このスケッチ専用に、変換キーを0xf0、無変換キーを0xf1とした。

同じ変更を、size_t Keyboard_::release(uint8_t k) の同じような箇所に対しても行った。今回の変更を反映したKeyboard.cppをダウンロードするためのリンクを文末に用意した。

動作状況

先ほどの動画と同様に、入力コンテキストの異なるメモ帳で使ったときの様子を動画にした。IMEは「ローマ字かな入力」に設定してある。

最初の動画と同様に、send_keycodeの操作がLEDに反映される様子と入力コンテキストの異なるアプリケーションを選択したときのScrLock LEDの様子など。そして、キーパッドの上段3キーを、IMEが日本語になっている方のメモ帳(左側)と、英語になっている方(右側)とでそれぞれ押している。Pro Microが生成するキーストロークは、人間の打鍵に比べるととても高速です。

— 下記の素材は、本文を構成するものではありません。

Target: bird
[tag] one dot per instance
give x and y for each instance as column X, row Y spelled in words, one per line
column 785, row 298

自分で見ているうちに、こんな挨拶を英語で言うのかねとか思い始めたのだけど、深く考えないことにした。再現される方がいらっしゃるなら、もうちょっと気の利いた文言を書いてください。

最初の動画のときより照明を追加してみたのだけど、色の再現が難しい。

きょうのまとめ

PCからHIDデバイス化したPro Microに何か情報を伝達するならば、Pro Micro側のアウトプットレポートを拡張するか、情報伝達専用にエンドポイントを追加した上でHIDデバイス連携機能を使うのが本筋と思う。今回は安易な実装としてLEDレポートを使ってPCからPro MicroにIMEの状態を伝達した。
Excelというソフトを使うとき、ScrLockキーはけっこうよく使う(入力対象セルを固定したまま、ワークシート全体を上下左右にスクロールする)から、ちょっと困ることがあるかもしれない。既存の機能に迷惑をかけない本筋のやり方についてはそのうちに。

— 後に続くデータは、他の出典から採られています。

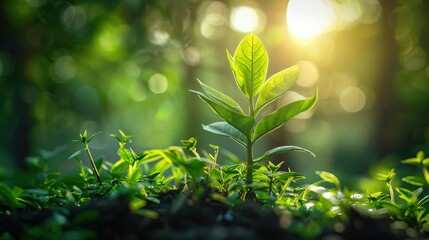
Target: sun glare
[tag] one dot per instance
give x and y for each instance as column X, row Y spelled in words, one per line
column 307, row 19
column 246, row 19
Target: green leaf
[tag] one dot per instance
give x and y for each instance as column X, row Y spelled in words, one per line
column 190, row 144
column 135, row 175
column 240, row 121
column 250, row 65
column 412, row 161
column 414, row 180
column 51, row 179
column 119, row 167
column 277, row 118
column 75, row 154
column 221, row 97
column 276, row 85
column 7, row 197
column 282, row 149
column 195, row 168
column 126, row 155
column 231, row 64
column 225, row 129
column 329, row 177
column 426, row 174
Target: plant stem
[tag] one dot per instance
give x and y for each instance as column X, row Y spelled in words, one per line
column 249, row 162
column 93, row 164
column 392, row 194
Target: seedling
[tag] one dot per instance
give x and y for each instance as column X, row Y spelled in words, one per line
column 388, row 178
column 85, row 140
column 249, row 67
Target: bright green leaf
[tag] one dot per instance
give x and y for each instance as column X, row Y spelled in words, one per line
column 329, row 177
column 127, row 155
column 75, row 154
column 412, row 161
column 426, row 174
column 282, row 149
column 225, row 129
column 250, row 65
column 7, row 198
column 240, row 121
column 276, row 85
column 195, row 168
column 135, row 175
column 414, row 180
column 221, row 97
column 277, row 118
column 119, row 167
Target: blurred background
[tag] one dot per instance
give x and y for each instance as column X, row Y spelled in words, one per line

Windows用のプログラムはVisual Studio 2017 Community版を使った。たまにしか使わないのでとまどうことが多いが、こういう有用なソフトウェアを無償で提供してくれていることに感謝です。
Arduinoスケッチの開発については、しょうしょうの不便さ(クラスのメンバや引数を教えてくれないとか、マクロの定義元を見せてくれないとか、インクルードファイルをサッと開けないとか)はあるものの、ビルドから書き込みまでサクッと動くArduino IDEが気に入って使っている。

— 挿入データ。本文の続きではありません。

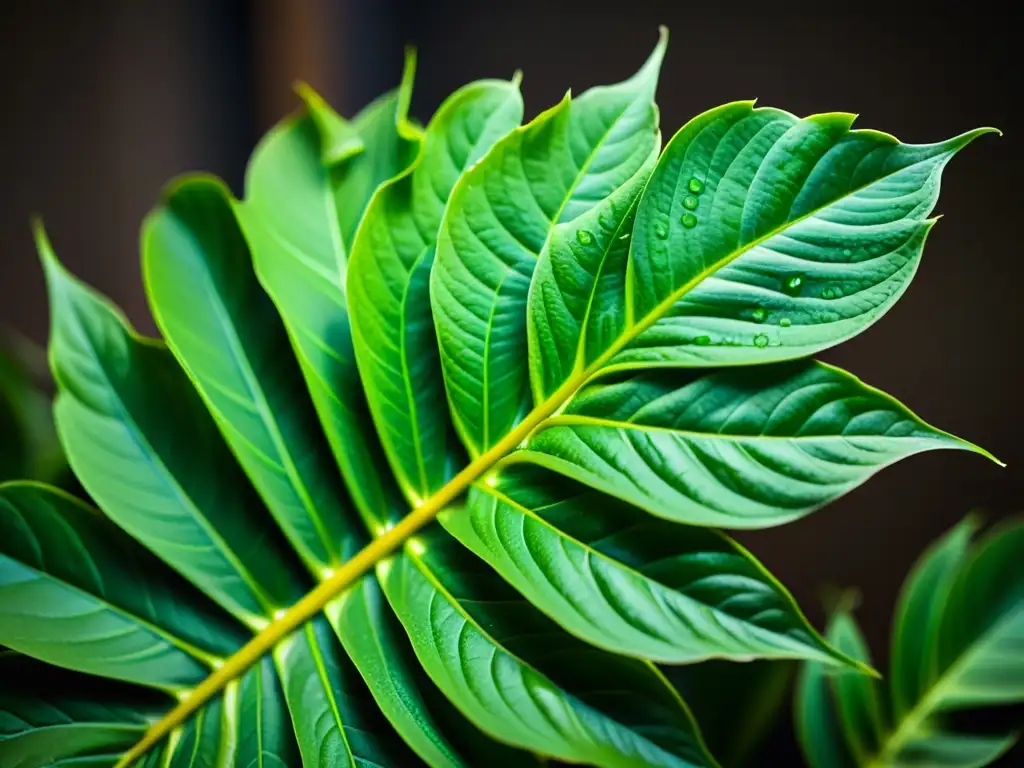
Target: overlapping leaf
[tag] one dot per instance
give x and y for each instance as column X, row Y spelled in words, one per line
column 957, row 645
column 737, row 448
column 461, row 311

秋月電子のキーパッドは十分に(?)活躍した。そろそろキーの数を増やしつつ実用性が欲しくなってきたので、次回はそのあたりの話になる予定です。

send_inputアプリケーション

MFC用のプロジェクト全体を収めた send_keycode.zip はこのリンクからダウンロードできますMITライセンス。プロジェクトファイルなどはVisual Studio 2017 Community版が自動的に作成したものなので、他のビルド環境で使えるかどうかは分かりません。

変更したKeyboardライブラリ

HID.cpp, HID.h, Keyboard.cpp, Keyboard.h を格納したzipファイル hid_and_keyboard.zip はこちらからダウンロードできます。前回の修正ファイルを入れたzipファイルに、今回の修正を追加し同じ名前のzipファイルとしました。前回のスケッチでも利用できます。